Ensuite, je me recouche et j’en mets un coup pour de bon !
CHAPITRE IV
Des idées à moi
Le lendemain, lorsque je saute du lit, je m’aperçois que j’ai un fameux retard sur le soleil. Il est, en effet, plus de dix heures. Je fais ma toilette en sifflotant, et j’achève tout juste de me laver les dents au moment où le téléphone sonne. C’est Julia.
— Hello ! Tony ! gazouille-t-elle, vous avez bien dormi ?
— Très bien, j’ai même rêvé à une colombe de mes relations.
— Ah ! Ah ! Et peut-on connaître le thème général de votre rêve ?
— Si je le racontais par téléphone, toutes les demoiselles des PTT donneraient leur démission et viendraient regarder de près comment c’est foutu, un type qui possède une pareille imagination.
— Sans blague !
— C’est comme je vous le dis !
Je l’entends rire, à l’autre bout. Son rire ressemble au bruit d’une source. Je me souviens avoir fait cette comparaison dans une composition française, et le prof m’avait balancé dix sur dix. Je l’imagine — pas le prof, mais Julia — avec son déshabillé qui doit être rose ou bleu. Il me semble que je tiens ses cheveux dans mes doigts et que je les fais couler sur mes mains comme de l’or en fusion. Une fille pareille, croyez-moi, c’est quelque chose. Et si vous pouviez vous en faire une idée précise où que vous soyez, vous prendriez l’avion pour Nice.
Nous échangeons des paroles définitives, lesquelles ne vous regardent pas. Enfin, je me décide à raccrocher après avoir fixé rendez-vous à la femme de ma vie à midi, car nous devons déjeuner ensemble.
Je ne m’inquiète pas outre mesure pour l’attentat de cette nuit. Il m’en faut davantage pour me faire perdre le nord.
Je finis de me harnacher et je sors de ma délicieuse chambrette en tenant ma boîte à chaussures sous le bras.
Maintenant, il faut que je vous dise que si vous pensez que je vais à la pêche sous-marine avec ma petite bombe à retardement sous le bras, vous vous trompez royalement.
Je descends à la caisse et je demande à parler au gérant. On me fait entrer dans un petit salon discret, avec des airs de conspirateurs, et on me conseille de me laisser glisser dans un fauteuil en attendant.
Un quart d’heure plus tard, le gérant s’amène, il a un sourire si mielleux qu’on est surpris de ne pas voir une douzaine de mouches posées dessus. En se frottant les mains, il me demande ce qu’il y a pour mon service.
— Monsieur, lui dis-je, j’ai roulé ma bosse aux quatre coins du monde. J’ai couché dans les plus baths hôtels d’Amérique comme dans les plus sales bouges d’Italie. J’ai vu des quantités de plumards : des rembourrés et des affaissés. J’ai trouvé dans ces lits une foule de bestioles et d’objets : des puces, des cafards, des punaises, des scorpions, des hannetons, des portefeuilles, des dentiers, des pistolets et d’autres choses que je j’oserai pas vous nommer parce que je suis poli, mais jamais, vous m’entendez ? jamais il ne m’est arrivé de découvrir une bombe dans mon pageot.

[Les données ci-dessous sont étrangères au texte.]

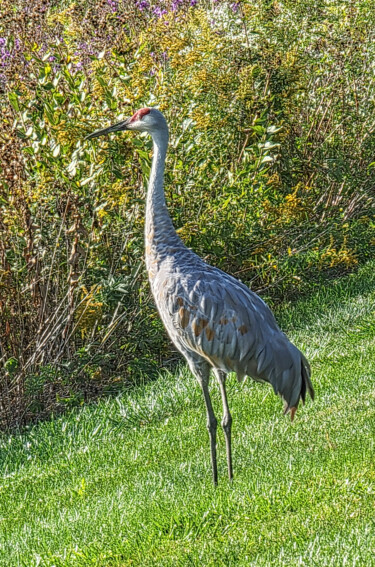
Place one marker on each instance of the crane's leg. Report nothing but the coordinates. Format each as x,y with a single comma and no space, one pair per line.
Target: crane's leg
227,419
201,371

Ce disant, je couronne ma péroraison en ouvrant ma boîte à chaussures.
Il y penche son nez pointu et se met à contempler ma trouvaille avec les yeux d’une cigogne qui découvrirait un chauffe-bain dans son nid.
Il est évident que ce gentleman n’a jamais fait la guerre et qu’il s’y connaît autant en armes variées que moi en gynécologie.